My bobber started going down—it seemed I had snagged a log. The line wasn’t moving, my rod was bent over, and I was a little frustrated. Then the rod tip moved, the “snag” made the water boil, and I had the fight of my life before I landed the largest bass I have ever caught.
For me and many others, we started fishing in childhood and have great memories from our early years. Our passion is anchored in amazing experiences that are forever etched in our memories as we came in close contact with the natural world.
For years now, however, the DNR has reported falling sales of both hunting and fishing licenses, meaning that many in the up-and-coming generations are missing out on these wonderful outdoor experiences.
Fishing is one of the time-honored traditions held dear by many Minnesotans. We participate in this tradition when we head to the lake for a weekend vacation or move to the lake when we retire so we can devote ourselves to pursing walleyes full-time. For those of us with memories like my big bass story we long to have our children, grandchildren, friends, or spouse experience the thrill that comes from such an experience.

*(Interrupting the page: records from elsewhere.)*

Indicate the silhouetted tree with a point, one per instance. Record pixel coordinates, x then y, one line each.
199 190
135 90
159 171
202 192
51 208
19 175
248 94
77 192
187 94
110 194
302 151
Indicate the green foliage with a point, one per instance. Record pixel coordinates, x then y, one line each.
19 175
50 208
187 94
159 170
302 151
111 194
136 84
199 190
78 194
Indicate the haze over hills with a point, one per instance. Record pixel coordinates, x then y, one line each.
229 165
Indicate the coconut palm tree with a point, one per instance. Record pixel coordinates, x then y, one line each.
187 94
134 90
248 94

Here are three simple tips for getting others hooked on fishing:
Fishing is a great multi-generational activity. As much as I love going for hikes, waiting for a deer, and taking part in group exercise classes, none of those were possibilities when my dad was close to the end of his life and battling cancer. Fishing was possible, and our final trip with three generations fishing from the same boat is one I won’t ever forget.